Also please help me validate by normalisation and standardisation is applied correctly or not before flattening? And please suggest if there is better way of doing it.
- Before fattening the array normalise & standardisation the data channel-wise considering one at a time
train_channel_mean = []
train_channel_std = []
test_channel_mean = []
test_channel_std = []
for i in range(train_set_x_orig.shape[3]):
train_channel_mean.append(np.mean(train_set_x_orig[:,:,:,i]))
train_channel_std.append(np.std(train_set_x_orig[:,:,:,i]))
test_channel_mean.append(np.mean(test_set_x_orig[:,:,:,i]))
test_channel_std.append(np.std(test_set_x_orig[:,:,:,i]))

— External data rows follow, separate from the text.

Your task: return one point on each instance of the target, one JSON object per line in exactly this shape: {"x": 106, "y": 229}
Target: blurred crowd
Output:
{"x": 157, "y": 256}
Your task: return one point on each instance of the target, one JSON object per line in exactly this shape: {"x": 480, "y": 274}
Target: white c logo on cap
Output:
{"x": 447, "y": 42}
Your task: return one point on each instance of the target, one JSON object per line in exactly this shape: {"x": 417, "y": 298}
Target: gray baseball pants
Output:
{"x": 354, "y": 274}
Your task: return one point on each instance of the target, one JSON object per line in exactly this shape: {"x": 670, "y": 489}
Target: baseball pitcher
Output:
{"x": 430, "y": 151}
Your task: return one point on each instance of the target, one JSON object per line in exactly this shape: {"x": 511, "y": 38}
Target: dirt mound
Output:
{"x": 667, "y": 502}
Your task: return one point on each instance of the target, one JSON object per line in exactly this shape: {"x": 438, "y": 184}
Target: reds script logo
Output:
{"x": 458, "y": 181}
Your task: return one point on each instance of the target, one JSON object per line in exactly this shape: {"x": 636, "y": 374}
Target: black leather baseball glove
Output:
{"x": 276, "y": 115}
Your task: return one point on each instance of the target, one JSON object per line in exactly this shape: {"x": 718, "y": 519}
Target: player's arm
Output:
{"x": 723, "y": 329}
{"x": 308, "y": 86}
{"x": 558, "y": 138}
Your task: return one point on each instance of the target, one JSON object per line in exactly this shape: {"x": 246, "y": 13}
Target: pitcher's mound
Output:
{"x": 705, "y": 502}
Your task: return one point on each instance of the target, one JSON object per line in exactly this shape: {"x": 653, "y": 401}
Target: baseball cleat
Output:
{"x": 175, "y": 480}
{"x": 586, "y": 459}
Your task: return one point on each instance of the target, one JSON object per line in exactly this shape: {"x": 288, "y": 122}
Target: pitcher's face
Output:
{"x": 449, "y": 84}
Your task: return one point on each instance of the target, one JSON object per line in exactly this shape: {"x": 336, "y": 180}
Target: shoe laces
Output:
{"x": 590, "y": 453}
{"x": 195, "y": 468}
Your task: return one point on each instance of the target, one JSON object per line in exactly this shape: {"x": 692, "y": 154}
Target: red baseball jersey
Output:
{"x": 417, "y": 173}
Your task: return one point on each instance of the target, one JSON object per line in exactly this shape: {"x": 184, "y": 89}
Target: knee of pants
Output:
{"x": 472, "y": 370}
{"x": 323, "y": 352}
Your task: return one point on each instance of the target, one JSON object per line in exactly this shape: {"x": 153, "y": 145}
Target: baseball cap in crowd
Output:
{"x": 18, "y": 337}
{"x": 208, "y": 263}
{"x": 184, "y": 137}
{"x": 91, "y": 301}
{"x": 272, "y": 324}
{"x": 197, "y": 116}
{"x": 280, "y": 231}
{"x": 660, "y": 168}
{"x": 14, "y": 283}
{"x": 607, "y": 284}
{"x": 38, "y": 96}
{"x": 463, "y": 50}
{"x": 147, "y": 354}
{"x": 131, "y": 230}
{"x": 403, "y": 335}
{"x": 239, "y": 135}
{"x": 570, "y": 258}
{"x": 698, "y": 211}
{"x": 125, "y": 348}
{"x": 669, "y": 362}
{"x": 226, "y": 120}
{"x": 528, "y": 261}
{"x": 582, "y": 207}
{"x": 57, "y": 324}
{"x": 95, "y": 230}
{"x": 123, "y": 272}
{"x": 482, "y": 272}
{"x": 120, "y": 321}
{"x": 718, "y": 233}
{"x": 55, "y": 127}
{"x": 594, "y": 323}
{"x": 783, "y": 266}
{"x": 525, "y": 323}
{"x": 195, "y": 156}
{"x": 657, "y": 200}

train_channel_mean = np.array(train_channel_mean).reshape(1,1,1,train_set_x_orig.shape[3])
train_channel_std = np.array(train_channel_std).reshape(1,1,1,train_set_x_orig.shape[3])
test_channel_mean = np.array(test_channel_mean).reshape(1,1,1,test_set_x_orig.shape[3])
test_channel_std = np.array(test_channel_std).reshape(1,1,1,test_set_x_orig.shape[3])
# normalize and standardize the data
train_set_x_orig = (train_set_x_orig - train_channel_mean) / train_channel_std
test_set_x_orig = (test_set_x_orig - test_channel_mean) / test_channel_std
# print(train_set_x_orig[0,:,:,0].shape)
# print(train_channel_mean.shape)
# print(train_set_x_orig.shape)
- per image per channel-wise normalisation and standardisation
train_x_channel_mean = []
train_x_channel_std = []
test_x_channel_mean = []
test_x_channel_std = []
for train_image_index in range(m_train):
train_x_channel_mean.append([])
train_x_channel_std.append([])
for i in range(train_set_x_orig.shape[3]):
train_x_channel_mean[-1].append(np.mean(train_set_x_orig[train_image_index:,:,:,i]))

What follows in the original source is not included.